Eléments de linguistique structurale et fondamentale


Jean-Claude PontLe verbe « rêcher »

ou une page de folklore anniviard

Nous nous proposons dans cette leçon d’examiner les origines et la signification profonde du verbe rêcher et de ses dérivés : rêche, rêcherie, rêchée, rêcheur. Dans son sens propre, il était utilisé par le dialecte du Val d’Anniviers pour désigner cet outil commun qu’est la scie. S’inspirant de la monotonie et de la périodicité du son et du geste, la sagesse populaire d’abord, les linguistes ensuite, s’en sont servis par analogie afin de signifier une activité de détente pour qui bien des gens de cette vallée s’emploient avec un zèle soutenu.

Rêcher c’est essentiellement redire un grand nombre de fois, et peut-être davantage, la même chose à un partenaire qui vous répond à chaque coup ce qu’il avait déjà répondu les fois précédentes, les protagonistes ne parlant d’ailleurs pas du même sujet.

Notons au passage deux cas extrêmes. Un bon rêcheur, dans une rêcherie de valeur, est susceptible de rêcher seul; à l’opposé, il est possible de rêcher en groupe, ce qui nécessite bien sûr autant de thèmes que de rêcheurs. D’une manière générale, la rêcherie ne commence qu’après d’importantes libations et peut se terminer brutalement quand l’un des rêcheurs s’étant reconnu dans son opposant décoche cette phrase tranchante, brutale et irréversible : « Tais-toi ma rêche ».

L’analogie mentionnée ci-dessus est plus importante qu’il n’apparaît. Ainsi, au geste du bûcheron qui arrose son outil à intervalles réguliers afin qu’il ne chauffe répond celui du rêcheur, commandant une nouvelle bouteille pour éviter à son organe d’irréparables outrages. A tout prendre, la seule différence tangible tient à ce que le scieur change de morceau après chaque entaille, tandis que pour le rêcheur c’est déchoir que d’aborder un objet nouveau. Signalons encore les importantes mais secrètes démarches entreprises par des notables d’Anniviers afin que l’Académie homologue le vocable dont il est question. Ils appuient leur juste revendication sur une théorie nouvelle et séduisante.

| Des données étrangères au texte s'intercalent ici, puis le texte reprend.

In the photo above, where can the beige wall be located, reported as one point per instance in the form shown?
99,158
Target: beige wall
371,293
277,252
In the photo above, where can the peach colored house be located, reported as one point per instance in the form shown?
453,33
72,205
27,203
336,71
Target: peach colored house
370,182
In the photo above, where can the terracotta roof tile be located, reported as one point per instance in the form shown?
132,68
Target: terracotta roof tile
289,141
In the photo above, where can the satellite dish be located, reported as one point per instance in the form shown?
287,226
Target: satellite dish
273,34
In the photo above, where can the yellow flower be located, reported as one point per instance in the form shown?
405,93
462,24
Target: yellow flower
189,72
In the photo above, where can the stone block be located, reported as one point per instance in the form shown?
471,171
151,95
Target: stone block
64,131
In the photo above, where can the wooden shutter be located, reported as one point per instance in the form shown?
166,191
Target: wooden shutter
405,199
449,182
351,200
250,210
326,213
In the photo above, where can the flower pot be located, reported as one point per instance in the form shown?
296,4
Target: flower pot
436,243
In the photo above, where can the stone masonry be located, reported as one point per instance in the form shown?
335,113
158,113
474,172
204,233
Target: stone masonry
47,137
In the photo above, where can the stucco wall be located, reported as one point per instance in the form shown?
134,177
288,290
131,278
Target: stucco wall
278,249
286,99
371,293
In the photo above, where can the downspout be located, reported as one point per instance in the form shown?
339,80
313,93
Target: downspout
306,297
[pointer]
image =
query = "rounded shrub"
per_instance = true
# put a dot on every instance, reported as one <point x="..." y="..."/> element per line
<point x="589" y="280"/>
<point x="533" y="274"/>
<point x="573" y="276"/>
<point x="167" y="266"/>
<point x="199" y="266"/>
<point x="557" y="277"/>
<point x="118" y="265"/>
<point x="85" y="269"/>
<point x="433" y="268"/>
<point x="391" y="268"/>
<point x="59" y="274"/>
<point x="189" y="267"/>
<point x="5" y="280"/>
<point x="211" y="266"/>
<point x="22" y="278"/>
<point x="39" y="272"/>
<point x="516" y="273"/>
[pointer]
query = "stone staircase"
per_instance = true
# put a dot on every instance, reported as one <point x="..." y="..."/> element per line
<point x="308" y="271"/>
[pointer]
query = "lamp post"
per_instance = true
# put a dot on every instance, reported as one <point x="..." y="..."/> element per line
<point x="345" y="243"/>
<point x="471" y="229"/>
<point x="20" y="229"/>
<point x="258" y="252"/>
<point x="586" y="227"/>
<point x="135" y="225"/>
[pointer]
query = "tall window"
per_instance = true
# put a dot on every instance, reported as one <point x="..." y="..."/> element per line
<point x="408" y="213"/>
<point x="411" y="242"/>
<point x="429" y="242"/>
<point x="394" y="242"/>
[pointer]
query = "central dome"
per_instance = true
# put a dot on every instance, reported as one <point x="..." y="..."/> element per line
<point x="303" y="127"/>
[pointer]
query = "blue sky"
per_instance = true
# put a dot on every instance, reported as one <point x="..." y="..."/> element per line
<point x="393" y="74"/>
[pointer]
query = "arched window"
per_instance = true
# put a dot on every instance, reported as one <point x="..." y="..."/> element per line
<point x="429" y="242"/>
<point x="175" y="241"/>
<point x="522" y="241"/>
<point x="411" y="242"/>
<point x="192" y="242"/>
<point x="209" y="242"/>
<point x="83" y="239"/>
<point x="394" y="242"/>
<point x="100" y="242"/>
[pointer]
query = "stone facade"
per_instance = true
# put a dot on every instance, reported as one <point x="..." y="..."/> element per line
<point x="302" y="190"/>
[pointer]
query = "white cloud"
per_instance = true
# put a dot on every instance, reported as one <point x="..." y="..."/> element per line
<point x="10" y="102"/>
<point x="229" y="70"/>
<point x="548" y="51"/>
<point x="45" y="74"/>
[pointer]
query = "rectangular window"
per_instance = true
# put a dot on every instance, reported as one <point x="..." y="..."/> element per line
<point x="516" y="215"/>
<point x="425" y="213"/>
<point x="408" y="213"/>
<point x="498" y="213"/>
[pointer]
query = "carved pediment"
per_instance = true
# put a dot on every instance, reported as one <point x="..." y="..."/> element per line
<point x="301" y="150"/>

Comme les établissements publics sont des lieux où l’on rêche le plus volontiers, les anciens Anniviards les auraient appelés des Rêchetaurants. Ce terme, repris par un voyageur, aurait donné notre restaurant actuel, après des modifications que les linguistes expliquent parfaitement aujourd’hui.

Un fois leur raison d’être parés de cette officialité, les rêcheurs pourraient se regrouper en confrérie et même chuchote-t-on dans les milieux informés, placer leur destin sous la houlette d’un saint patron qu’on invoquerait par la supplication : «  Rêchez pour nous ».

On ne saurait mieux faire pour conclure cette brève étude que de redire avec l’un des plus grands rêcheurs d’Europe centrale : « Ah! si tous les rêcheurs du monde voulaient se donner la main quelle rêchée nous ferions ».